In Trump’s new brief claiming official immunity from prosecution, his legal team has advanced an extremely broad view of the president’s official responsibilities: They include actions he takes even if on “matters for which the President himself bears no direct constitutional or statutory responsibility.”

It’s easy to see why such a sweeping definition of presidential job responsibilities is vital to Trump’s defense: The actions he is alleged to have taken to overturn the 2020 election do not fall within any normal sense of a president’s constitutional or statutory job description. No constitutional or statutory provision obligates a president to recruit false slates of electors, obstruct the congressional certification of an election result, or deprive Americans of their right to vote.

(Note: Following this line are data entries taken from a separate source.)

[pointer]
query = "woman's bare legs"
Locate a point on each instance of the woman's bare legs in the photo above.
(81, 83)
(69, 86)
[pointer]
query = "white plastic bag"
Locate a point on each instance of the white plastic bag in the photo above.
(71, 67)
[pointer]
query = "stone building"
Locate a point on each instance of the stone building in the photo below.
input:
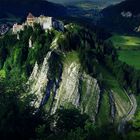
(30, 19)
(17, 28)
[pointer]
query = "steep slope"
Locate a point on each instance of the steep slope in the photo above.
(65, 70)
(37, 7)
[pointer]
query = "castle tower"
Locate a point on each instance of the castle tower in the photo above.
(30, 19)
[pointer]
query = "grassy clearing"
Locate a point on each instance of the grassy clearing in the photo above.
(125, 42)
(121, 99)
(128, 49)
(131, 57)
(110, 82)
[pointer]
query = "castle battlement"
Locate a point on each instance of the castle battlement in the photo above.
(46, 23)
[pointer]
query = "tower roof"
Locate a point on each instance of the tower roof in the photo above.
(30, 15)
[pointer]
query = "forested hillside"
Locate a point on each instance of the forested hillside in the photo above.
(68, 85)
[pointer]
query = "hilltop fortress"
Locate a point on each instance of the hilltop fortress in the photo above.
(46, 23)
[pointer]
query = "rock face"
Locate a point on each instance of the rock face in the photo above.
(73, 88)
(65, 85)
(38, 80)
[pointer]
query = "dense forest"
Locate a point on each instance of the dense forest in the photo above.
(20, 120)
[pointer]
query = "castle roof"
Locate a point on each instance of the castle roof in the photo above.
(30, 15)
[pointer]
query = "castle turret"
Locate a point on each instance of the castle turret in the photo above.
(30, 19)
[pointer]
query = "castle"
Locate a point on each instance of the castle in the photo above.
(45, 22)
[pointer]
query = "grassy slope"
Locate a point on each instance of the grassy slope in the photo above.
(121, 100)
(128, 48)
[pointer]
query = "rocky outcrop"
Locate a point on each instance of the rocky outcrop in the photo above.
(39, 80)
(72, 88)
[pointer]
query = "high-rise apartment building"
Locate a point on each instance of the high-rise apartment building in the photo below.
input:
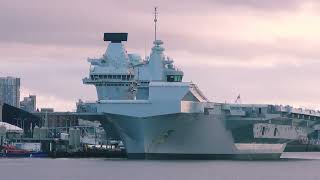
(29, 103)
(10, 91)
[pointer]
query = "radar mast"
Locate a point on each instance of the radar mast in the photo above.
(155, 22)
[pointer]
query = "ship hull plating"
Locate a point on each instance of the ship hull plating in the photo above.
(185, 136)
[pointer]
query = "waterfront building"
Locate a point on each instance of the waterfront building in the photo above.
(10, 91)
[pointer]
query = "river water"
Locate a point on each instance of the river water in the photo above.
(293, 166)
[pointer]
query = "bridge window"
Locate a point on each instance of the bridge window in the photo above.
(174, 78)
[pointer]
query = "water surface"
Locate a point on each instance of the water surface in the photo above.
(296, 166)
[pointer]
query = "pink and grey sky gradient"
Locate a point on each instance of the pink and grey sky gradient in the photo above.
(265, 50)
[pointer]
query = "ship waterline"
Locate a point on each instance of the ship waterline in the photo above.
(186, 136)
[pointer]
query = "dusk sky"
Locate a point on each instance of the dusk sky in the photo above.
(265, 50)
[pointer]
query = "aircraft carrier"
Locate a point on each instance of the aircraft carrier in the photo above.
(159, 116)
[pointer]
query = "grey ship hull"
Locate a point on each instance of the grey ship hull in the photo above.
(184, 136)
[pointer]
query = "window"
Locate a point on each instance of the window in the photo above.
(170, 78)
(174, 78)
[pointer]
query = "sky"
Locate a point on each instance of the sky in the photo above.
(264, 50)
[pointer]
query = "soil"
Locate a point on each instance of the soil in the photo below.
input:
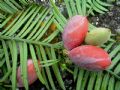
(110, 19)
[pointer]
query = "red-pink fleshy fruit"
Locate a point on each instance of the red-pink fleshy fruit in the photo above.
(90, 57)
(75, 31)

The problem for defendant Trump is that his capacious view of the president’s official duties is the opposite of the position he and his lawyers advanced in the Supreme Court when, as president, he was sued for blocking his Twitter followers. Then, in 2020, Trump filed a brief in the Supreme Court arguing that he could be considered to be acting as a government official only if his action was “pursuant to [a] power which he is authorized to exercise by law”—which is to say, a power authorized by the Constitution or a statute.

Trump’s briefs contain still more internal contradictions. Facing the threat of jail time today, Trump now argues that “making public statements on matters of public concern, including Tweets … is an official action” that triggers official immunity. Yet in his 2020 brief, Trump argued to the court that when he used Twitter “to communicate with the public about official actions and policies of his administration,” he was acting as a private citizen, not a government official.

The hypocrisy is apparent. When Trump was president, he wanted to evade liability for constitutional violations. So he argued that he was acting as a private citizen unconstrained by the Constitution. But now that he is a criminal defendant, he has reversed course because private citizens are not entitled to official immunity: Even his most private-seeming acts, he now claims, are “official” and thus immune from prosecution.

To be sure, the social media cases now before the Supreme Court no longer involve Trump himself; the court dismissed the case against him as moot once he lost the 2020 election. But the political through line is evident: The partner at Jones Day who represents the public officials in one of the current social media cases is the same lawyer who represented Trump in his 2020 brief before the court on the same Twitter-blocking issue.

The upshot is that the pending cases before the Supreme Court are about much more than the First Amendment’s applicability in an age of social media. They are cases that could also spell trouble for Trump’s defense team. For if the court agrees with the argument he once propounded—that the president’s official responsibilities should be construed narrowly—it will be difficult to see why the same rule shouldn’t apply to Trump’s claim to official immunity.

Moreover, even if the court rejects a narrow definition of official action in the social media cases, that will do little to guarantee Trump’s success in his pending criminal case. There remain many other ways the court could reject his immunity defense, including the distinct possibility that such immunity is inapplicable in criminal proceedings.

The Constitution itself seems to suggest this conclusion insofar as it allows for an impeached president to be “subject to indictment, trial, judgment and punishment.” It would have been strange for the founders to enumerate those possibilities if presidents all along enjoyed absolute immunity from criminal prosecution.

The law, in short, is closing in on the former president. And in the case of his effort to claim immunity from prosecution, he has largely himself—and his prior inconsistent legal positions—to blame.